For the purposes of these operators, a pointer to an object that is not an element of an array behaves the same as a pointer to the first element of an array of length one with the type of the object as its element type.

We know thus that ix is pointing to an array of size one. And even constructing a pointer to beyond the length (except the off by one) is Undefined Behavior, let alone dereferencing it.

Which leads me to interpret that is indeed not allowed.

Answer 5

It would be UB. As established in that other question, the static_assert can test for possible padding in a conformant way. So yes the 4 members of the struct are indeed consecutively allocated.

But the real problem is that consecutive allocation is necessary but not enough to constitute an array. Even if I could not find a clear reference for it in C standard, objects cannot overlap during their lifetime - this is more clearly explicited in C++ standard. They can be members of an aggregate (struct or array) but aggregates are not allowed to overlap. This is coherent with the response to Defect Report #017 dated 10 Dec 1992 to C89 cited by Antti Haapala in its answer to the proposed duplicate.

Even if C has no new statement, allocated storage has has the particular property of having no declared type. That allows to create dynamically objects in that storage, but the lifetime of an allocated object ends when an object of a different type is created at its address. So even in allocated memory we cannot have at the same time both an array and a struct.

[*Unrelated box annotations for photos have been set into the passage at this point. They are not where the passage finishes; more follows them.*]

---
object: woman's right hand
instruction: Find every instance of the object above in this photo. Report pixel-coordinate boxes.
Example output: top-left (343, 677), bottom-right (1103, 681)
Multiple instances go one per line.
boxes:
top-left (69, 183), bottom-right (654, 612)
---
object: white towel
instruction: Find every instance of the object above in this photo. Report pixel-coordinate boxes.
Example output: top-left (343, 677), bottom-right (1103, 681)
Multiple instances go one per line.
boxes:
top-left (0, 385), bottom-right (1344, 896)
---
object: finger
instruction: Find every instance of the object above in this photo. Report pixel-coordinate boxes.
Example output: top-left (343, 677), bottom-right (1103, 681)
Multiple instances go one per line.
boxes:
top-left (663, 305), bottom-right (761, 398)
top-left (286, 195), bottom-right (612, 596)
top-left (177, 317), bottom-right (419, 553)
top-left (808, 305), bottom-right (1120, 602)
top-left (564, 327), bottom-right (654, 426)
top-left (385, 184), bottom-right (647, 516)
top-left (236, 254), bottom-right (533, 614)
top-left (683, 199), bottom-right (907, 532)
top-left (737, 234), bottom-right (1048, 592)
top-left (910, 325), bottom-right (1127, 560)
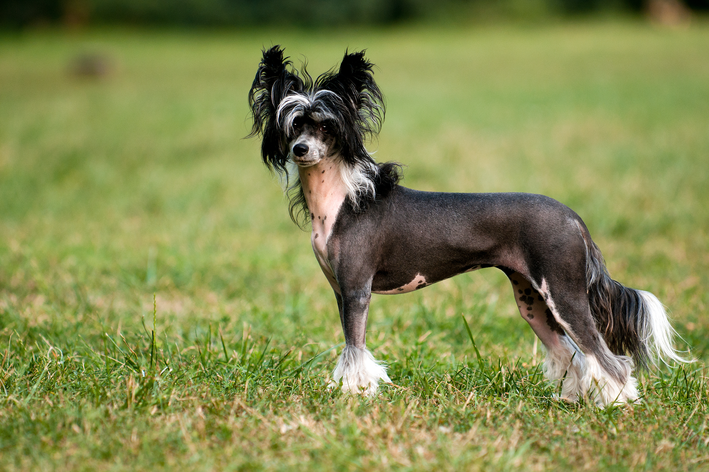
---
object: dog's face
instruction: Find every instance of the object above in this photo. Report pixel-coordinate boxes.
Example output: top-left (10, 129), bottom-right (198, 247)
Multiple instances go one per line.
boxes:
top-left (249, 46), bottom-right (384, 173)
top-left (288, 113), bottom-right (337, 167)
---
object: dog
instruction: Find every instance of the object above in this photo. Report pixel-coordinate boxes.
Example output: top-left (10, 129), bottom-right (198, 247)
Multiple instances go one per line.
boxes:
top-left (248, 46), bottom-right (687, 406)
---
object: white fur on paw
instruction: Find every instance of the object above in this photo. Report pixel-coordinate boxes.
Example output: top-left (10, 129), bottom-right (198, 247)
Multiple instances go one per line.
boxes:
top-left (330, 346), bottom-right (391, 396)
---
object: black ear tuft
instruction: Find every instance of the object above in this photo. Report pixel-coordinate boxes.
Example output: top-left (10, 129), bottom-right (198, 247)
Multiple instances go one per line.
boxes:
top-left (249, 45), bottom-right (303, 171)
top-left (337, 51), bottom-right (376, 93)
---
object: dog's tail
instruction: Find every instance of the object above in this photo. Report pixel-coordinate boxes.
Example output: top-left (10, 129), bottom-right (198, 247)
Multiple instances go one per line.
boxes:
top-left (582, 230), bottom-right (693, 368)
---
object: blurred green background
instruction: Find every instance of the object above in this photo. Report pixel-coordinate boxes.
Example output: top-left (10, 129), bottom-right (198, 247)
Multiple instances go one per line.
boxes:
top-left (0, 0), bottom-right (709, 470)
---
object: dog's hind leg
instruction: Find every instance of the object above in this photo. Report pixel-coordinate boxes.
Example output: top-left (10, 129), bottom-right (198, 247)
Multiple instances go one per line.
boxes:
top-left (332, 282), bottom-right (391, 395)
top-left (539, 277), bottom-right (638, 406)
top-left (507, 272), bottom-right (585, 402)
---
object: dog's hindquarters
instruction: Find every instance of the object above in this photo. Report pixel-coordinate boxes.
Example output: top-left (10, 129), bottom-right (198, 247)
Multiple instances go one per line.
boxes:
top-left (584, 233), bottom-right (687, 368)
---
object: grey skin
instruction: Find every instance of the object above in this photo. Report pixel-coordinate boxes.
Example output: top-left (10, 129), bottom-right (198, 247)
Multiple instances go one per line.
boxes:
top-left (328, 186), bottom-right (604, 368)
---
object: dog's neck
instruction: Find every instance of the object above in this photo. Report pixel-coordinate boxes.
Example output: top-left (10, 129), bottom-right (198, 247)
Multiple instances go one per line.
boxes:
top-left (298, 157), bottom-right (347, 283)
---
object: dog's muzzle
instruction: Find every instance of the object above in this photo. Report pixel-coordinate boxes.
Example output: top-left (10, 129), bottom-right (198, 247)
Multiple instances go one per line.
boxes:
top-left (293, 143), bottom-right (310, 157)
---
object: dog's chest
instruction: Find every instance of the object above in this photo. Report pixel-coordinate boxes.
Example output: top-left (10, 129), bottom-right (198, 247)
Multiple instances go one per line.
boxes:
top-left (300, 162), bottom-right (347, 292)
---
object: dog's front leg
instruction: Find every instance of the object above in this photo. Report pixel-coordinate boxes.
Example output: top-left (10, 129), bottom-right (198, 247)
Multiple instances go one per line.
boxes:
top-left (332, 282), bottom-right (391, 396)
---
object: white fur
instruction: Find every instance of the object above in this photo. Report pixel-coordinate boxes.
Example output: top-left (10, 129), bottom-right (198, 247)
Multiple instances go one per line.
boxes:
top-left (332, 346), bottom-right (391, 396)
top-left (338, 160), bottom-right (379, 208)
top-left (276, 90), bottom-right (342, 135)
top-left (638, 290), bottom-right (694, 365)
top-left (543, 336), bottom-right (586, 402)
top-left (582, 355), bottom-right (638, 406)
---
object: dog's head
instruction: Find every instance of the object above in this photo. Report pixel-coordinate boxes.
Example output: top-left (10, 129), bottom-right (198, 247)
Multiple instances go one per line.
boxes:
top-left (249, 46), bottom-right (384, 173)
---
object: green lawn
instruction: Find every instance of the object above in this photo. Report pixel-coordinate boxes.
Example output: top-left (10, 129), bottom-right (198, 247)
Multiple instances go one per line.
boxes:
top-left (0, 21), bottom-right (709, 471)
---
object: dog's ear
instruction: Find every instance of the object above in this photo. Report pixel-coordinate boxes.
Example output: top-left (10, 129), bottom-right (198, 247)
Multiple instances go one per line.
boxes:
top-left (249, 45), bottom-right (303, 171)
top-left (320, 51), bottom-right (385, 134)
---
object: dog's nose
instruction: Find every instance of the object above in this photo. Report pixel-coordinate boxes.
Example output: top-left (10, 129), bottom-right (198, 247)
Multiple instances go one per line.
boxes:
top-left (293, 144), bottom-right (308, 157)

According to Lundin's answer, type punning through an union between an array and a struct should work, because a (non normative) note says

If the member used to read the contents of a union object is not the same as the member last used to store a value in the object, the appropriate part of the object representation of the value is reinterpreted as an object representation in the new type

and both type will have same representation: 4 consecutive integers

Without unions, an way to iterate through members of an array would be at the byte level because 6.3.2.3 Conversions/Pointers says:

7 ... When a pointer to an object is converted to a pointer to a character type, the result points to the lowest addressed byte of the object. Successive increments of the result, up to the size of the object, yield pointers to the remaining bytes of the object.

char *p = q;
for (i=0; i<4; i++) {
    int *ix = (int *) (p + i * sizeof(int));  // Ok: points to the expected int member
    *ix = i;
}

But pointer arithmetics on non character types to iterate over members of a struct is UB simply because individual members of a struct cannot be at the same time members of an array.